— Они просто не знают, где найти достойную спутницу…

— Отчего же, — я и не поняла, что тьеринг прислушивался к разговору. До того он казался всецело увлеченным собственною беседой. — Много дорог ведет в Веселый квартал… правда, до сего дня мне казалось, что воспитанницы матушки Рюнай стоят своих денег…

…надо же, бывал…

А с другой стороны чего возмущаться? Взрослый мужчина со своими потребностями и немалыми, как понимаю, возможностями. И гнев моей второй половины совершенно необъясним. Как и ее глубочайшая обида.

Глава 18

…представление мы увидели.

Почти.

То есть помост, возведенный на белых столбах, возвышался над толпой. И что-то там на нем происходило, что-то такое, вызвавшее у Иоко вполне искренний прилив восторга, а я… я видела какие-то фигуры, но не понимала смысла происходящего…
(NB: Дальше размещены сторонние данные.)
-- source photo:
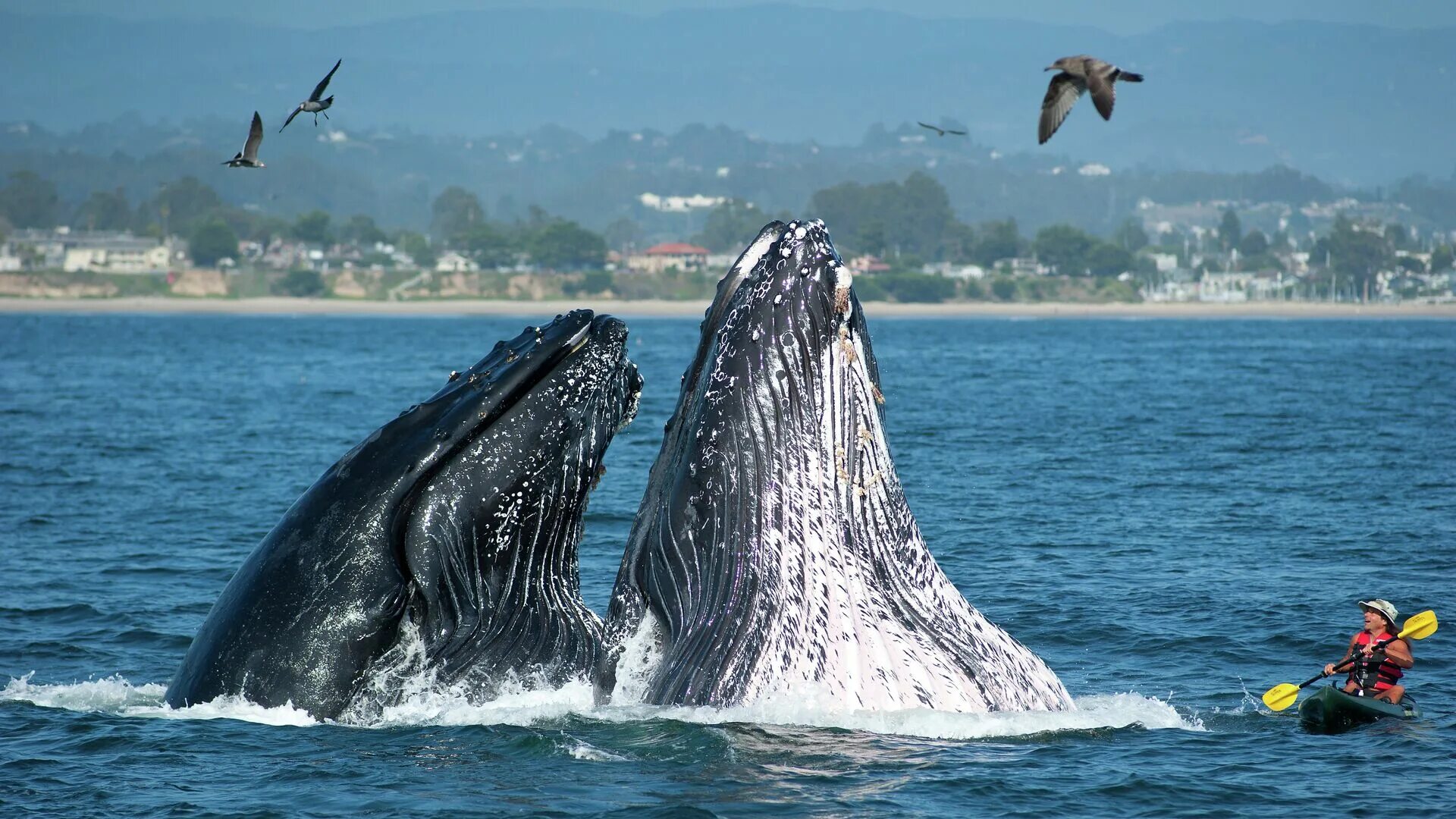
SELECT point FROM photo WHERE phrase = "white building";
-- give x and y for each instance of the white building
(117, 254)
(452, 261)
(680, 205)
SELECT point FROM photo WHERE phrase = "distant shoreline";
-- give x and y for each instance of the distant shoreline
(695, 309)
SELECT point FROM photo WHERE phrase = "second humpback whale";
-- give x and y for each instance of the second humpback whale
(446, 539)
(774, 553)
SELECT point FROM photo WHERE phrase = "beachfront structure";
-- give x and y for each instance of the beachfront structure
(118, 254)
(669, 256)
(95, 251)
(680, 205)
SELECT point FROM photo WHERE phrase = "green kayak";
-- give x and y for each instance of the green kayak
(1331, 710)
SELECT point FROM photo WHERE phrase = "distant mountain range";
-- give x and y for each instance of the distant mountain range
(395, 177)
(1356, 105)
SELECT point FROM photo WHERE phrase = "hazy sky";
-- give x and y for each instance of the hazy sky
(1126, 17)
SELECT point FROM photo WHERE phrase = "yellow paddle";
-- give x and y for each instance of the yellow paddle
(1283, 695)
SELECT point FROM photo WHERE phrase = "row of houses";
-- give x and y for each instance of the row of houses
(95, 251)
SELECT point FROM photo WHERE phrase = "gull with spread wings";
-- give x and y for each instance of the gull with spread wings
(313, 104)
(941, 131)
(248, 158)
(1075, 76)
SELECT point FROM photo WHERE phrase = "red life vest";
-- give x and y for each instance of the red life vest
(1383, 672)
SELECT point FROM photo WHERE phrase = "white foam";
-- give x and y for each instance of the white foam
(528, 707)
(117, 695)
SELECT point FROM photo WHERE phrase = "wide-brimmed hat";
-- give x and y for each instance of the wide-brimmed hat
(1382, 608)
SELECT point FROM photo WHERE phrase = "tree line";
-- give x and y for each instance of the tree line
(905, 223)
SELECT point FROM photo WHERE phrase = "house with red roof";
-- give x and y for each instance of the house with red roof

…это же знаменитая постановка о старухе и зеркале, в котором она спрятала свою душу, чтобы вновь стать молодой. Вот эта белая фигура — ведьма-нё…
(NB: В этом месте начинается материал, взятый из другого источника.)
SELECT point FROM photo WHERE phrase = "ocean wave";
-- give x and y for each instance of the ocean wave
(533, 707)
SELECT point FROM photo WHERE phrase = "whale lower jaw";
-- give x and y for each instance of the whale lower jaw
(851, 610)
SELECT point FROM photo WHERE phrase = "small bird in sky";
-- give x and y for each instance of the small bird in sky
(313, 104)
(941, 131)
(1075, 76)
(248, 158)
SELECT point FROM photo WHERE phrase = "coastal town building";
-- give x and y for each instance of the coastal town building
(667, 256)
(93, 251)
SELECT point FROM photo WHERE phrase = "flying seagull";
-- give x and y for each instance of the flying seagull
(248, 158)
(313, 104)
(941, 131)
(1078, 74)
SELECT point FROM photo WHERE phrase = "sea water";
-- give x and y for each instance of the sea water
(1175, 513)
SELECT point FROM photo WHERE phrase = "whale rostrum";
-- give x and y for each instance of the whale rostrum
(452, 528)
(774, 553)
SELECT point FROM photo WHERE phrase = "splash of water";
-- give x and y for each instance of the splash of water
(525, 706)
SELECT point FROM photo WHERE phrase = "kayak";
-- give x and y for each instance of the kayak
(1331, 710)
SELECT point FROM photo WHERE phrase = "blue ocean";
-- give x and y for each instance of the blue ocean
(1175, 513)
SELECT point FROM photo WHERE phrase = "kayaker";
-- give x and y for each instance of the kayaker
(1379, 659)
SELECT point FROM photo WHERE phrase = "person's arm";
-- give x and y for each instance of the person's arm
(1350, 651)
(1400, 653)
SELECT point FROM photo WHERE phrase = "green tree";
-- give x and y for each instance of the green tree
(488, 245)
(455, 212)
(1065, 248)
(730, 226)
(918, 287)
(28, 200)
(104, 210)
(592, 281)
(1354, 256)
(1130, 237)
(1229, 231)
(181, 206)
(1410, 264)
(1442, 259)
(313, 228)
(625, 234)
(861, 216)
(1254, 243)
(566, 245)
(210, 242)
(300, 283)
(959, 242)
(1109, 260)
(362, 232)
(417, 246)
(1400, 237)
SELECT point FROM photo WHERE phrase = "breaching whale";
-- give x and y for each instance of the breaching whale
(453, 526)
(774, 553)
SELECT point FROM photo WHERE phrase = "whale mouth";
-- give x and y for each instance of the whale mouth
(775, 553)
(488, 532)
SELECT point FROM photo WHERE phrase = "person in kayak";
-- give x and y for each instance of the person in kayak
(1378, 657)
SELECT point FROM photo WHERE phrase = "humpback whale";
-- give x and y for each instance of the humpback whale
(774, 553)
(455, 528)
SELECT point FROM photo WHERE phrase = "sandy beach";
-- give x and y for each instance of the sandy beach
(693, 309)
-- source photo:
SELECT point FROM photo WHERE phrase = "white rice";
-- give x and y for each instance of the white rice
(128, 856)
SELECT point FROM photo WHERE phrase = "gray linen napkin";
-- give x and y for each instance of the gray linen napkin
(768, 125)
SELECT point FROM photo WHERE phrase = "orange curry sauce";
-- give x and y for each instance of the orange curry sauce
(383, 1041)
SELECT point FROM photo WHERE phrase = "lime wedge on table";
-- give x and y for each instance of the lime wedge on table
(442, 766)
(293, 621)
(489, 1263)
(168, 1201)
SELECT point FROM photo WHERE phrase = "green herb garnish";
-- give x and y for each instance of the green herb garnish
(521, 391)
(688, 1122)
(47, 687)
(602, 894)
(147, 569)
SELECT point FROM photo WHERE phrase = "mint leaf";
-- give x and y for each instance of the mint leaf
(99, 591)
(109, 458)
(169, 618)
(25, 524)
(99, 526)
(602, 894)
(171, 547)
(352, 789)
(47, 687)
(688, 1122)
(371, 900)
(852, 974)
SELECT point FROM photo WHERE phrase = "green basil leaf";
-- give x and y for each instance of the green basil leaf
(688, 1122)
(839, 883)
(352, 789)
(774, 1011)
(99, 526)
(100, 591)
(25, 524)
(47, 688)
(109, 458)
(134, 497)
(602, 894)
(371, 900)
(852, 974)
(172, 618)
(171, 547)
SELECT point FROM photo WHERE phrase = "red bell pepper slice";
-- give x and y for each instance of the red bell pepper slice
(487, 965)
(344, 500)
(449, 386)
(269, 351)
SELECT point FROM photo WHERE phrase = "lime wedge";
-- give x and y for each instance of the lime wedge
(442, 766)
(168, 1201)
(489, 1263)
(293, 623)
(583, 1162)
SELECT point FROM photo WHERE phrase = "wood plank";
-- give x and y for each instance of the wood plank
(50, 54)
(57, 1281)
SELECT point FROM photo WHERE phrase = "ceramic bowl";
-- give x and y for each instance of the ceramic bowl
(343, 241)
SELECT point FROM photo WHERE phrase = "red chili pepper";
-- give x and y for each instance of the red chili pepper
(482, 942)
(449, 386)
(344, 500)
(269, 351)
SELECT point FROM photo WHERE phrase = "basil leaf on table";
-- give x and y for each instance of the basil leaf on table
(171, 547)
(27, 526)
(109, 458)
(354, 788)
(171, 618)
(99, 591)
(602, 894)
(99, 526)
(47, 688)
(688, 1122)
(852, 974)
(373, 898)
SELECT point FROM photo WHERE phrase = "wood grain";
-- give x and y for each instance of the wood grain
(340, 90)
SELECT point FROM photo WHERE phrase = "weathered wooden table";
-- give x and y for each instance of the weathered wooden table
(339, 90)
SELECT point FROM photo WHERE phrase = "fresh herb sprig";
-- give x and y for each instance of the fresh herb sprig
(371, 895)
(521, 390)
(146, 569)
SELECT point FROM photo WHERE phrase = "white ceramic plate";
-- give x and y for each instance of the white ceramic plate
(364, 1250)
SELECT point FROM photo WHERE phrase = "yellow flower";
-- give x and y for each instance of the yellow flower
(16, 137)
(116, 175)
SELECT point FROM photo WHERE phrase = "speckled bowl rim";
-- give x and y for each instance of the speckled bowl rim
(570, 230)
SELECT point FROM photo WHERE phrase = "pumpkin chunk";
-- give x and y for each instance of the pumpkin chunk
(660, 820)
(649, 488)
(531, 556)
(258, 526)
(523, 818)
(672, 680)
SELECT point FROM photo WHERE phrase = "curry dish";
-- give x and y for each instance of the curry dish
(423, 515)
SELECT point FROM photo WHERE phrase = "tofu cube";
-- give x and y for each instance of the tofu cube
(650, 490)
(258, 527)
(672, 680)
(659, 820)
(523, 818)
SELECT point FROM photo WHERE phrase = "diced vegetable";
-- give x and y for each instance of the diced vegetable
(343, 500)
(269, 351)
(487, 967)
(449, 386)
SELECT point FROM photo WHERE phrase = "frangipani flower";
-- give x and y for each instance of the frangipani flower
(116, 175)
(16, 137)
…и юноша, влюбившийся в красавицу…

…его лицо скрыто фарфоровой маской, а движения ломаны и рваны, и актер напоминает мне огромную куклу, с которой взялся играть неумелый кукольник. Наверное, в этом всем есть своя особая эстетика, и Иоко готова объяснить мне смысл каждого движения, но…

…я слишком иная.

И тьеринг, кажется, тоже не в восторге. Он терпит — на диво выносливый мужчина — только с ноги на ногу переминается, а так всем видом своим изображает величайшее внимание.

Смешно.

…и музыка, эхо которой долетает сквозь толпу. То ли струна дергается в чьих-то руках, то ли пила скребется по стеклу. Драматизм создает, но и нервов забирает изрядно. Наверняка, она прекрасна своей символичностью, но испорченное тем миром сознание требует вменяемой оранжировки.

Я покосилась на тьеринга.

Стоим.

Делаем вид, что нам жуть, до чего интересно. На сцене кто-то то ли самоубивается, то ли с демонами сражается, то ли просто меняет одну красивую позу на другую.

…это ведьма, чье сердце не устояло пред силой любви, мечется, не зная, как открыться юному самураю…

Скоро все умрут.

Откуда такое ощущение? То ли знание, от Иоко доставшееся, то ли просто подозрение глобальное, что комедии здесь не в чести и вообще… я тронула руку тьеринга.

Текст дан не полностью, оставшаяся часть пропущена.